But if you did think that, like you said, probably the odds are that you are not.
The odds are very good that you are not.
So if you think you are, you've already lost the intellectual battle.
You've already made a crucial mistake.
Yeah.
And there are probably certain, certain teams. I feel like if I were a
GM and I were trading with certain teams, I don't know, I might be more intimidated just based on
their track record and trades, uh, over the years. You know, if I'm trading with Dave Dombrowski or
trading with Andrew Friedman or Billy Bean or something, I would probably go over the numbers one more time just to try to spot where they were tricking me.
But I don't know.
If your opinion differs from the industry's and you know it,
and you know you're sort of out on an island with a player,
if you never act on that information, then you're potentially passing up an advantage
every time.
Because you could be the one who's valuing these players appropriately, and everyone
else could be wrong.
And maybe it's not an advantage if it's where you're you're selling a player and everyone doesn't think
he's as good as you think he is but if you if you you know like when everyone was aghast at the the
Doug Pfister deal and everyone on the internet was saying we think Robbie Ray is a back of the
rotation starter he's a four or five guy and And then the Tigers executives were saying, well, we think he could be a number two or something.

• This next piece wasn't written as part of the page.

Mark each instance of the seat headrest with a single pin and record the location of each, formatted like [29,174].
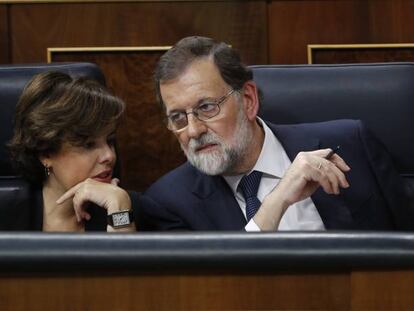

If you think that's the case
and you have a lot of confidence in your evaluators,
then I guess you should act on that information
as if it's true,
unless you can find a team
that doesn't evaluate them the same way
and just get them cheap anyway
because they don't know what you think you know.
But I don't know.
I guess if if towers if the Diamondbacks didn't ever say anything about scrappiness or character or being better people than other teams players.
I wonder whether we would be as flummoxed by their moves or not because then we
as it is when we don't understand something they do we just assume that it's that we assume that
they think he's just a good guy and that seems like a strange way to make million dollar decisions
and so we say that it's dumb whereas if they even if they thought that but didn't say it
we would assume that they were basing their decisions on something else, which for all we know, they are.
But that's kind of the convenient explanation for why they're making these moves, which is.
Yeah, go ahead.
Didn't we say I feel like we said at the beginning of the year or just before the year began that this was going to be like the big test of the great grit experiment and that if it didn't work this year that gibson
would get would would be in a lot of trouble and it didn't work and yet like they just keep going
like it's interesting that nothing changed yeah all i remember is a zachary levine tweet where he
said like this is the the referendum on whether that works they won 81 games
last year and they won 81 games this year and I think their their Pythag record was like six
games worse not that not that one season of results is definitely uh conclusive but but yeah
it if if there was a an advantage to building a team of character guys it wasn't
wasn't really something we could perceive you just mentioned that they outperformed their
pythag record as though that's not a grit skill they didn't they didn't oh they did the opposite
yeah oh so they were 87 they would i i think i don't think they outperformed or
under i think they were right on it but their their pythag record was several games worse
than it was the year before they had well the year before they had underperformed it though
did they um well that's what that's what we're saying so if they if the year before that so
they basically had a six game improvement in Pythag outperforming.
So it worked.
In 2012, they went 81-81.
Their Pythag was 86-76.
Okay, I see what you're saying.
The only thing that matters is grit scores.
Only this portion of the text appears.